The ministry, still in its infancy, has launched an initial outreach between U.S. churches and like-minded congregations in Kenya.

A three-year, $1,500 partnership between the two groups of believers will provide care for 100 families a month.

The care covers a variety of needs – providing transportation to treatment centers, providing a monthly in-home follow-up visit and teaching skills in becoming self-sufficient since so many are shunned by society. By teaching farming and other skills, such as crafts, entire families can be strengthened.

“We don’t want to operate clinics because many already exist. What we want to do is provide food, weekly counseling, teach them how to take their medicine regularly, and provide transportation to the clinics and help with the paperwork once they get there.

“In Kenya you’re either infected by the disease or affected through friends or family who are living with the illness. Few are exempt from its impact on their lives.
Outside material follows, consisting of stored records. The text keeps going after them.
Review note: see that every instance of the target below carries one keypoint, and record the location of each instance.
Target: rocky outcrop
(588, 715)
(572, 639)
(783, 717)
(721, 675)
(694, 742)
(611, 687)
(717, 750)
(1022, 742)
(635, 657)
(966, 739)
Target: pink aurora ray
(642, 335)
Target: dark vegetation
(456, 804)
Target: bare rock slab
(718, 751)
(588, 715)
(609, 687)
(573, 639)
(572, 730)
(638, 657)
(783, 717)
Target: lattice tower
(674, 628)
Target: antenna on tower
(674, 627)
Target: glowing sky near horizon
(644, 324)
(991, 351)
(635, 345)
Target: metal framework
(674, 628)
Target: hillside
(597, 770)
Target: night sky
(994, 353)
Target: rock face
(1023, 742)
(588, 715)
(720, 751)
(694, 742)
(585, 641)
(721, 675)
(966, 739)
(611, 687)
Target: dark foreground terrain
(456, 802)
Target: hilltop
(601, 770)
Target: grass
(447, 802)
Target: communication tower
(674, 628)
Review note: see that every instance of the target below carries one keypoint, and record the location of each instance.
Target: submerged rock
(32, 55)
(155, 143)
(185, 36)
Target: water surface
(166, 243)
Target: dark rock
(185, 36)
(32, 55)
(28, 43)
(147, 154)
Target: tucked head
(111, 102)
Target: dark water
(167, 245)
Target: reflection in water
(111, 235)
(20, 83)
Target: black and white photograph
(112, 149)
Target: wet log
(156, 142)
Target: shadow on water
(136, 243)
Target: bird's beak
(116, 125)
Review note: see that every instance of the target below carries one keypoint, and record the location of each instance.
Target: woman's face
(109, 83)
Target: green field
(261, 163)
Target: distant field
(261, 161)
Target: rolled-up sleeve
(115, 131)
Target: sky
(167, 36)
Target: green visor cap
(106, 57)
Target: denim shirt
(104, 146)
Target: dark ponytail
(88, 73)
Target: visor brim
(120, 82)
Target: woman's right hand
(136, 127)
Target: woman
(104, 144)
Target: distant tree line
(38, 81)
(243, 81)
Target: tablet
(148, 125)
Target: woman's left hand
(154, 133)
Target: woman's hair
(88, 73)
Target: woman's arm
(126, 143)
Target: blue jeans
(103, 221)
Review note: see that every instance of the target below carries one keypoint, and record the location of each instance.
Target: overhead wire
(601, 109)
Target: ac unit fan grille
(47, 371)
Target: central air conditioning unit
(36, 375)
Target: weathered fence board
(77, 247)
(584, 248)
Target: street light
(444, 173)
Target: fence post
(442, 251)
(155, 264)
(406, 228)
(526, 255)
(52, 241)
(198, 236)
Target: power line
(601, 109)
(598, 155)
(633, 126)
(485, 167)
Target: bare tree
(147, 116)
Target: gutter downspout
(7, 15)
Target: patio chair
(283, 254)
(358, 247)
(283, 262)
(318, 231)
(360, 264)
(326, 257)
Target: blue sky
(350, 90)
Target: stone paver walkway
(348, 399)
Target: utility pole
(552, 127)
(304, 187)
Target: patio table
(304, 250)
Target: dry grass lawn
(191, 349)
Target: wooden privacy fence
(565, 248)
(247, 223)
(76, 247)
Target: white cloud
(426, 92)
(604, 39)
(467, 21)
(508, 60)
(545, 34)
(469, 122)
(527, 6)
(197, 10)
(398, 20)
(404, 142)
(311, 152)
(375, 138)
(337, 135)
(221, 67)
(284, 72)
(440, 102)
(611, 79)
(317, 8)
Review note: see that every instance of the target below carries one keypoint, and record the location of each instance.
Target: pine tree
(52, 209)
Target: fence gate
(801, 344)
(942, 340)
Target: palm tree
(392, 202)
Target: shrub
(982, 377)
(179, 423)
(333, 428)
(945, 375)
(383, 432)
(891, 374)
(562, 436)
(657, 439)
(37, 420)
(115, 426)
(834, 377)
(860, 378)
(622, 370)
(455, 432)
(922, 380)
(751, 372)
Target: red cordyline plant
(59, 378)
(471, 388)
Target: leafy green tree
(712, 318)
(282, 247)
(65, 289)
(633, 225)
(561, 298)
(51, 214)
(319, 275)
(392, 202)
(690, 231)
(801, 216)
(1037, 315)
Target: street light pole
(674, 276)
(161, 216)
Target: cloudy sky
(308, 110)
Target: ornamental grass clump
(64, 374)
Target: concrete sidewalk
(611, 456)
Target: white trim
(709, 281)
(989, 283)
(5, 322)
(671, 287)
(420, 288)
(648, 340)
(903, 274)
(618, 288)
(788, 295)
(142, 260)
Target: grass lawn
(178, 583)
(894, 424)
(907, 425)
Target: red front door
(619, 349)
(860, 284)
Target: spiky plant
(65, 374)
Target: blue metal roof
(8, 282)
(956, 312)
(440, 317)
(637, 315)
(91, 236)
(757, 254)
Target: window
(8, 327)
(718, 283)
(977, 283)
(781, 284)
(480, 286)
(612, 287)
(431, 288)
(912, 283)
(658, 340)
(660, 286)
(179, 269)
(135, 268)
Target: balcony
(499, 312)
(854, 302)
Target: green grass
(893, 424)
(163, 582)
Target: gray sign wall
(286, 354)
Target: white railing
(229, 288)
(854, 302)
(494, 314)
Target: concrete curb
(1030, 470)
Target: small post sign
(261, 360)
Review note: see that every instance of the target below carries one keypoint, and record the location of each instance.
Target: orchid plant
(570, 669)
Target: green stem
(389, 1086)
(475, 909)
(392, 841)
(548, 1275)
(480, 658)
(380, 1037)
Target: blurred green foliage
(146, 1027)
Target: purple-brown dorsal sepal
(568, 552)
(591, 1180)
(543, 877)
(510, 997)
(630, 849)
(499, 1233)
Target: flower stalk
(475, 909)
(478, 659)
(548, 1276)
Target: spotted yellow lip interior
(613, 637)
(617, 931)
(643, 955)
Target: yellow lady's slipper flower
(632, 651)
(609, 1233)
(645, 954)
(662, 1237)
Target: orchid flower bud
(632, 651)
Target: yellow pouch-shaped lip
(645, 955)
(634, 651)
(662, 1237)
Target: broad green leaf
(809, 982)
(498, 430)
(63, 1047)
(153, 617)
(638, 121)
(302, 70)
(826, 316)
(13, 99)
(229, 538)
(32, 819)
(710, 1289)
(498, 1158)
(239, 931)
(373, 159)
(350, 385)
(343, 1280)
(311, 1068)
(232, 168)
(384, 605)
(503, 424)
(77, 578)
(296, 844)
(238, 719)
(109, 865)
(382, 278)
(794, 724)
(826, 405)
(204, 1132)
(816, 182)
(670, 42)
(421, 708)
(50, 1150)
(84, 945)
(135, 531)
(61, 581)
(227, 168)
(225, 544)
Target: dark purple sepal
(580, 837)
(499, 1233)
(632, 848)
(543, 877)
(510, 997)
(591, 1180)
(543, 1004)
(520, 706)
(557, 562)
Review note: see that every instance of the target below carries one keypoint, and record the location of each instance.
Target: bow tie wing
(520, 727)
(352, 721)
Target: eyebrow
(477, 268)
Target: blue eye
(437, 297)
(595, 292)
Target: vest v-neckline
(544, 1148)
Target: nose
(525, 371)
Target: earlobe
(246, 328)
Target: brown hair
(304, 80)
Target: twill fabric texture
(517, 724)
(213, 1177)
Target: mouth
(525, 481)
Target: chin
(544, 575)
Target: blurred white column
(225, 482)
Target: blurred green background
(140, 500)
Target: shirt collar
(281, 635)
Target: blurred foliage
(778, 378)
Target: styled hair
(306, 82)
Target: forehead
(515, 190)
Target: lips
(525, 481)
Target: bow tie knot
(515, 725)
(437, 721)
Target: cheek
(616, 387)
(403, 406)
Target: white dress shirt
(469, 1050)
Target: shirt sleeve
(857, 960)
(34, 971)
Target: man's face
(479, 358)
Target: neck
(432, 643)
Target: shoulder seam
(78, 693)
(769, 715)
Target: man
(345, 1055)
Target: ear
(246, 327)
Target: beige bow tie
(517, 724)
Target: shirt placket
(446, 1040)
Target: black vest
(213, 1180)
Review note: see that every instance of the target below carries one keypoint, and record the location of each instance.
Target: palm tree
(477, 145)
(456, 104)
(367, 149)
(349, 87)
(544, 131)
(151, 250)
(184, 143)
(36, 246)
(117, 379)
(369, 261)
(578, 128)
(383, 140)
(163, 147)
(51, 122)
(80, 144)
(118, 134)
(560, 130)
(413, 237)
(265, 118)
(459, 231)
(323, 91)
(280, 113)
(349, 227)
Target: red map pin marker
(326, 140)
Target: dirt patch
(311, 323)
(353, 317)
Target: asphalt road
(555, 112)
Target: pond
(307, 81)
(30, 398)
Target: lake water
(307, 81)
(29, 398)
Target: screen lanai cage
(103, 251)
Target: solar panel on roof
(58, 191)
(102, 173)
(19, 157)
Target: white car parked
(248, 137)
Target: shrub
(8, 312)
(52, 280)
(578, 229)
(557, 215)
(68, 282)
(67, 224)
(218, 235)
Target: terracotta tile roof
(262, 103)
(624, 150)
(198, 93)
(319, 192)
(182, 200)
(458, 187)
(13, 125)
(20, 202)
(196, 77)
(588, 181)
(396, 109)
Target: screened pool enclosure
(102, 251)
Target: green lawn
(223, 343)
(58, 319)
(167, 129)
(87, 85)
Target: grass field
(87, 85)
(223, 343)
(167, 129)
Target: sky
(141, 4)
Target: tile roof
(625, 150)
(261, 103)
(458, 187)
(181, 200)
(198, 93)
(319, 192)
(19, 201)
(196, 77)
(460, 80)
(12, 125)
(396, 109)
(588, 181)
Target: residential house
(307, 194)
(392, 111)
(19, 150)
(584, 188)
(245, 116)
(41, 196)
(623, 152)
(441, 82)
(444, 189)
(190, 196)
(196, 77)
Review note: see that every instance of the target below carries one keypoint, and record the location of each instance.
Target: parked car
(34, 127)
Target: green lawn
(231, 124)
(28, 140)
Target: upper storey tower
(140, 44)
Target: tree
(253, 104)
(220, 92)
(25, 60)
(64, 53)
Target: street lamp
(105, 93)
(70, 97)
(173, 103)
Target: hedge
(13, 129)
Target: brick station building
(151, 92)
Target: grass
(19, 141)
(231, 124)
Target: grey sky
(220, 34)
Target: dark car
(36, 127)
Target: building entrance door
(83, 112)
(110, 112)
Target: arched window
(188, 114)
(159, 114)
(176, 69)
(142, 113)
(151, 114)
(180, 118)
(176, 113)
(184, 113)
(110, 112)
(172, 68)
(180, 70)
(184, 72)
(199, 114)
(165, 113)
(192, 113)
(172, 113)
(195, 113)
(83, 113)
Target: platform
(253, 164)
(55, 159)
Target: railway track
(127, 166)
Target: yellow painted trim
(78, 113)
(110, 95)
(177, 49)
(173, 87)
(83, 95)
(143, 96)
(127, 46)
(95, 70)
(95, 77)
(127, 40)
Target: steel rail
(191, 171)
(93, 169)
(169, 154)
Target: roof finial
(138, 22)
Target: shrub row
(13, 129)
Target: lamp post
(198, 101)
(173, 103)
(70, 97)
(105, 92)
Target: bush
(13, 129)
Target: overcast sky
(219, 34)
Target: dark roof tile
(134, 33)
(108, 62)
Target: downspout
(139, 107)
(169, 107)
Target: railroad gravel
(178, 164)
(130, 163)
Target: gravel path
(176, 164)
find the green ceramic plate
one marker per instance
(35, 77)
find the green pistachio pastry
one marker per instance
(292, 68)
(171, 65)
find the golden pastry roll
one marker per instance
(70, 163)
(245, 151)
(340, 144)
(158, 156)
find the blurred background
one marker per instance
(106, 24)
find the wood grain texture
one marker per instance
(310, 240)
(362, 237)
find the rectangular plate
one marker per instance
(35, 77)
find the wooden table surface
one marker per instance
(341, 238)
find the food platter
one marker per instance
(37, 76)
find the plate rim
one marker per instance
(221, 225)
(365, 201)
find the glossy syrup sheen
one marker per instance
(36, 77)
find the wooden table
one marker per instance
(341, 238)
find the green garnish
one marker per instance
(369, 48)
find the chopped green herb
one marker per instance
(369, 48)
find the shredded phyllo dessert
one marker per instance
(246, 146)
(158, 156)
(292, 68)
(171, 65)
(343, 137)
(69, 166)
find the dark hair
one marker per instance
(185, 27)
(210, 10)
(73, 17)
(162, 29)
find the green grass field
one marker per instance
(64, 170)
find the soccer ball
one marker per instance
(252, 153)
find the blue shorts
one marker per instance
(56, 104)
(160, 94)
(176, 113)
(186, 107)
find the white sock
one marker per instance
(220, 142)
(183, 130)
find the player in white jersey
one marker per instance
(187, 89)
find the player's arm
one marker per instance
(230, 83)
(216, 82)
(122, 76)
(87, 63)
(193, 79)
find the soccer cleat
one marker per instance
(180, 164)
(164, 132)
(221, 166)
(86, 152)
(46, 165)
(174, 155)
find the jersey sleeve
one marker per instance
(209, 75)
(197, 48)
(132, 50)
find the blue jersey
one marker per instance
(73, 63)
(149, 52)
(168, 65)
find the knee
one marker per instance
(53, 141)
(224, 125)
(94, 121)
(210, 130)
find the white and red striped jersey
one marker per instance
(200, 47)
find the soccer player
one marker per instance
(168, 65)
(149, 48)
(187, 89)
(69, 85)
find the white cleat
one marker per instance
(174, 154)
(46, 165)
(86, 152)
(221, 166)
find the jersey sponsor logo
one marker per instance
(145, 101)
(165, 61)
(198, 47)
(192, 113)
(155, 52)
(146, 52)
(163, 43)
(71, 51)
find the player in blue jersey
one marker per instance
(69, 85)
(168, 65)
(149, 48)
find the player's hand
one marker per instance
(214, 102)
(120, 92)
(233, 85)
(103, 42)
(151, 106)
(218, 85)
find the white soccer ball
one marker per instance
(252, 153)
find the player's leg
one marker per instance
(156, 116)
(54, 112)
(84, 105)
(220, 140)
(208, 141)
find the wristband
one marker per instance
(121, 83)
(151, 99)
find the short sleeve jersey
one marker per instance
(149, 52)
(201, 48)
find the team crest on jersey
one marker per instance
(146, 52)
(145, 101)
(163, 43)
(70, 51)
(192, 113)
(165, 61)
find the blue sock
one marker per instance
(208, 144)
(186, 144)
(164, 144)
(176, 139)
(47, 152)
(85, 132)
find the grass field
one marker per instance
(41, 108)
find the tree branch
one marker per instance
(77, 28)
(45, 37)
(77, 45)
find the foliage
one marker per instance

The treatment is there but many don’t have access due to transportation issues or don’t know how to administer the drugs; most don’t know Christ. That’s why we are there.”

The agency operates out of local churches so individuals become used to going to the church for assistance. Eventually, it is hoped that the individuals would express an interest in attending worship or Bible study with other believers in the congregation.

“The biggest need we have right now is convincing U.S. churches that this is a legitimate ministry; that they can, in fact, make a difference. We are non-profit, and 100 percent of the funds from those churches goes directly to the partner Kenyan churches to implement the program,” he states.

None of the money donated from partner churches funds the overhead costs. That’s why Fallon spends much of his stateside time working on personal fund-raising projects to cover overhead costs.

The 2008 budget is $70,000, and he expects to need $100,000 in 2009 to meet the growing demand. He spends three weeks each summer in Kenya working with three staff who implement the ministry at the grassroots level.

“Most of our work is in the small villages 30 miles or so outside of Nairobi. It’s not glamorous; during our first visit we slept in huts, walked the dusty roads with the locals and bathed out of a bucket every few days,” he explained.

Fallon has endured bouncing buses for up to seven hours when, he says, he is convinced that only two wheels were ever on the road at a time due to the hardened ruts. But that hasn’t slowed him down in bringing healing and hope to that corner of Africa.

Care for AIDS currently serves 100 families in the first linkage; others are expected to follow.

“The harvest is real and people are ready to see what Christians can do in this crisis,” he says. “We’re willing to be Christ’s hands and feet to those who need to know that He loves and cares for them.”